Pois todas as descobertas das teorias dos sistemas, sobretudo das teorias dos sistemas dinâmicos complexos adaptativos e da nova ciência das redes (análise de redes sociais, redes como sistemas dinâmicos complexos e redes como estruturas que se desenvolvem), indicam que a rede social (sim, é disso, rigorosamente, que se trata quando se fala de social ou sociedade) não é o conjunto de seus nodos e de que os fenômenos interativos que ocorrem nas redes sociais não podem ser explicados, muito menos previstos, pelos (ou a partir dos) fenômenos que afetam as condições de seus nodos e nem podem ser inferidos de suas propriedades intrínsecas. Assim ocorre com toda a fenomenologia da interação recentemente descoberta pela nova ciência das redes: com o clustering, com o swarming, com o cloning e com o crunching entre muitos outros. Nenhum desses fenômenos (sociais, posto que estamos falando de rede de pessoas, sociosferas ou sociedades) pode ser explicado a partir dos indivíduos. É neste sentido que se pode dizer que a sociedade se comporta como se fosse um organismo (ainda que não seja um organismo biológico) em virtude de uma função sistêmica que acrescenta características ou propriedades novas, que não estavam presentes nos seus membros. E nem mesmo esses membros podem ser considerados indivíduos, posto que a rede social é uma rede de pessoas (e os fenômenos que ocorrem nas redes sociais dependem disso: da capacidade de interação, de acoplamento estrutural e de criação de novas pessoalidades dos humanos que as compõem: ou melhor, que são por elas compostos).

Notas e referências

(1) A citação inteira é a seguinte: “I think we’ve been through a period where too many people have been given to understand that if they have a problem, it’s the government’s job to cope with it. ‘I have a problem, I’ll get a grant.’ ‘I’m homeless, the government must house me.’ They’re casting their problem on society. And, you know, there is no such thing as society. There are individual men and women, and there are families. And no government can do anything except through people, and people must look to themselves first. It’s our duty to look after ourselves and then, also to look after our neighbour. People have got the entitlements too much in mind, without the obligations. There’s no such thing as entitlement, unless someone has first met an obligation”. Prime minister Margaret Thatcher, Talking to Women’s: Own Magazine, October 31 1987.

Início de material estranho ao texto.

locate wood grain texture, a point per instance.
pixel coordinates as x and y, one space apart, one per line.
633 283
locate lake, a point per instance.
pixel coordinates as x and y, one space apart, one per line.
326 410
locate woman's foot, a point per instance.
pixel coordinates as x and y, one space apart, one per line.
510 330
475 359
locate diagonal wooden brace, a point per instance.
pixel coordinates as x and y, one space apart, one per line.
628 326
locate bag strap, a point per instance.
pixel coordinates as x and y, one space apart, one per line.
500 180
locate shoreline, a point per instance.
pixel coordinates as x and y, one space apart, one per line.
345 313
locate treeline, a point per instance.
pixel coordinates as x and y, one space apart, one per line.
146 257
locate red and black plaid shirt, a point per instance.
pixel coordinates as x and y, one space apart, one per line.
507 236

(2) WIENER, Norbert (1951). Cibernética e sociedade: o uso humano de seres humanos. São Paulo: Cultrix, 1993.

(3) CHRISTAKIS, Nicholas & FOWLER, James (2009): Connected: o poder das conexões. Rio de Janeiro: Elsevier, 2010.

(4) FRANCO, Augusto (2011). Fluzz: vida humana e convivência social nos novos mundos altamente conectados do terceiro milênio. Série Completa. São Paulo: Escola de Redes, 2013.